Cosima: Nein, noch nicht. Die Polizei ist durch das qualitativ recht gute Bild jedoch zuversichtlich, den Täter ausfindig zu machen. Die Suche dauert im Moment noch an.

fcn.de: Mit welchem Gefühl wirst du zum nächsten Heimspiel gehen.

Cosima: Das ist eine gute Frage, über die ich mir selbst nach alledem noch nicht viele Gedanken gemacht habe. Grundsätzlich werde ich natürlich auch weiterhin zu den Heimspielen des FCN gehen. Ich glaube aber, dass ich schon ein mulmiges Gefühl haben werde, wenn ich von der Tribüne auf den Rasen, insbesondere an die Stelle blicke, an der es passiert ist. Ich würde mich mit dem heutigen Wissen auch kein zweites Mal bei einem Platzsturm ohne meine Freunde in eine Menschenmenge begeben, aber ich glaube durchaus, dass ich in Zukunft bei vergleichbaren Situationen bedachter sein und stärker aufpassen werde. Gleichzeitig will ich mir das Stadionerlebnis dadurch jedoch nicht verderben lassen und trotzdem versuchen, in Ruhe ein Spiel zu schauen und Spaß daran zu finden.

fcn.de: Niels Rossow, unser Kaufmännischer Vorstand, war eben auch hier und hat dir versichert, dass wir, dass der 1. FC Nürnberg, fest an deiner Seite steht. Was würdest du dir von uns als Verein bzw. anderen Vereinen generell in der Prävention und auch im Nachgang solcher Vorfälle wünschen?
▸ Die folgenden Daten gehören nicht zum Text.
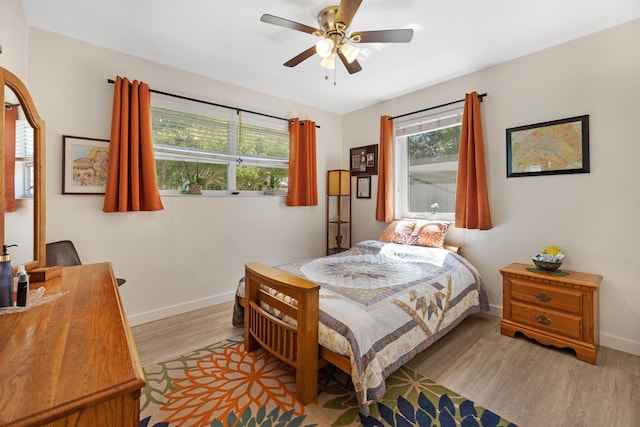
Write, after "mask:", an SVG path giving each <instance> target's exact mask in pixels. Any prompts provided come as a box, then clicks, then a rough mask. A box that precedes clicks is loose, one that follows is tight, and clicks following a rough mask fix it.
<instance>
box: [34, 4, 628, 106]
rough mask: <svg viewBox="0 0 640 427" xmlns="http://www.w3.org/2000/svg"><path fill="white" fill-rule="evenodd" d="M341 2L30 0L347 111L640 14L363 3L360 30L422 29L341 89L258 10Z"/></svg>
mask: <svg viewBox="0 0 640 427" xmlns="http://www.w3.org/2000/svg"><path fill="white" fill-rule="evenodd" d="M337 3H338V0H334V1H331V0H307V1H304V2H302V1H299V0H227V1H225V2H222V1H220V0H217V1H216V0H182V1H177V0H109V1H105V0H102V1H100V0H55V1H52V0H22V4H23V6H24V10H25V14H26V18H27V22H28V24H29V25H30V26H33V27H37V28H41V29H44V30H48V31H51V32H54V33H59V34H62V35H65V36H68V37H72V38H75V39H79V40H84V41H86V42H89V43H93V44H96V45H100V46H104V47H107V48H111V49H115V50H117V51H121V52H124V53H128V54H131V55H135V56H138V57H141V58H146V59H149V60H152V61H156V62H159V63H163V64H167V65H171V66H174V67H177V68H180V69H184V70H187V71H190V72H193V73H197V74H201V75H205V76H209V77H212V78H215V79H218V80H222V81H225V82H229V83H233V84H236V85H239V86H243V87H246V88H250V89H253V90H257V91H260V92H263V93H267V94H271V95H275V96H278V97H282V98H285V99H290V100H292V101H296V102H300V103H303V104H306V105H311V106H313V107H316V108H320V109H323V110H327V111H333V112H335V113H338V114H344V113H347V112H350V111H353V110H357V109H360V108H363V107H366V106H369V105H372V104H375V103H377V102H380V101H383V100H386V99H390V98H393V97H396V96H398V95H402V94H405V93H409V92H412V91H414V90H416V89H420V88H424V87H427V86H429V85H432V84H435V83H438V82H442V81H445V80H448V79H451V78H453V77H456V76H460V75H463V74H467V73H469V72H473V71H476V70H479V69H482V68H486V67H489V66H491V65H494V64H497V63H500V62H504V61H507V60H509V59H512V58H516V57H519V56H523V55H526V54H528V53H531V52H535V51H538V50H541V49H544V48H547V47H550V46H553V45H556V44H559V43H563V42H565V41H568V40H571V39H575V38H578V37H581V36H583V35H586V34H589V33H593V32H596V31H600V30H603V29H606V28H609V27H612V26H615V25H618V24H621V23H624V22H628V21H631V20H634V19H638V18H640V1H639V0H536V1H532V0H484V1H480V0H364V1H363V2H362V5H361V6H360V8H359V10H358V12H357V13H356V15H355V18H354V19H353V22H352V23H351V28H350V30H351V31H369V30H380V29H396V28H413V29H414V36H413V40H412V41H411V42H410V43H408V44H379V43H376V44H363V45H361V46H360V47H361V54H360V57H359V59H358V61H359V62H360V64H361V65H362V68H363V70H362V71H360V72H359V73H355V74H353V75H349V74H348V73H347V71H346V70H345V68H344V67H343V66H342V64H341V63H338V64H336V73H335V81H336V85H335V86H334V84H333V78H334V76H333V73H331V74H330V75H329V80H325V71H324V68H321V67H320V65H319V62H320V59H319V57H317V56H314V57H312V58H309V59H307V60H306V61H304V62H303V63H301V64H300V65H298V66H297V67H294V68H287V67H284V66H283V65H282V64H283V63H284V62H286V61H287V60H289V59H291V58H292V57H294V56H296V55H297V54H299V53H300V52H302V51H304V50H305V49H307V48H309V47H311V46H312V45H313V44H315V42H316V40H317V39H316V38H315V37H314V36H312V35H310V34H307V33H303V32H299V31H294V30H290V29H286V28H281V27H278V26H275V25H271V24H266V23H263V22H260V16H261V15H262V14H264V13H269V14H272V15H276V16H279V17H282V18H286V19H289V20H292V21H296V22H299V23H302V24H305V25H309V26H311V27H316V28H317V27H318V24H317V14H318V12H319V11H320V10H321V9H323V8H324V7H326V6H331V5H332V4H337ZM135 77H136V78H140V79H142V80H145V79H144V76H139V77H138V76H135ZM145 81H146V80H145ZM148 83H149V85H150V86H151V87H152V88H153V82H148ZM477 89H478V90H482V88H477ZM175 90H176V91H178V90H179V88H176V89H175Z"/></svg>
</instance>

Cosima: Ich bin dem Club auf jeden Fall sehr dankbar für die Unterstützung, die mir jetzt entgegengebracht wird und es ist auch ein wirklich wichtiges Thema, was nicht nur in Fußballstadien, sondern auch an anderen Orten, an denen sich viele Menschen versammeln, immer passieren kann. Vielleicht kann durch Kampagnen oder auch Durchsagen während des Spiels oder in der Halbzeit noch einmal darauf aufmerksam gemacht werden, nicht wegzuschauen und Zivilcourage zu zeigen. Ich finde es sehr wichtig, wenn dieses Thema in Zukunft von Vereinen noch intensiver aufgearbeitet wird. Bei einem Fußballspiel im Stadion ist natürlich nicht der erste oder zweite Gedanke im Hinterkopf eines jeden Fans, dass andere Menschen vielleicht gerade belästigt werden könnten. Deshalb finde ich es wichtig, dass so etwas an die Öffentlichkeit gebracht wird, dass das leider immer wieder passiert, passieren kann, dass man da hinschauen muss, und dass man sich dann auch trauen kann, einzugreifen. Es sind im Stadion Ordner zugegen, es gibt die Stadionwache und jeden einzelnen Zuschauer, der potenziell helfen kann, sexuelle Übergriffe zu verhindern bzw. den Täter direkt zu fassen.

fcn.de: Vielen Dank für das Interview und vor allem den Mut, den du im Umgang mit diesem Thema zeigst. Wir können nur noch einmal wiederholen: Der 1. FC Nürnberg steht fest an deiner Seite, Cosima.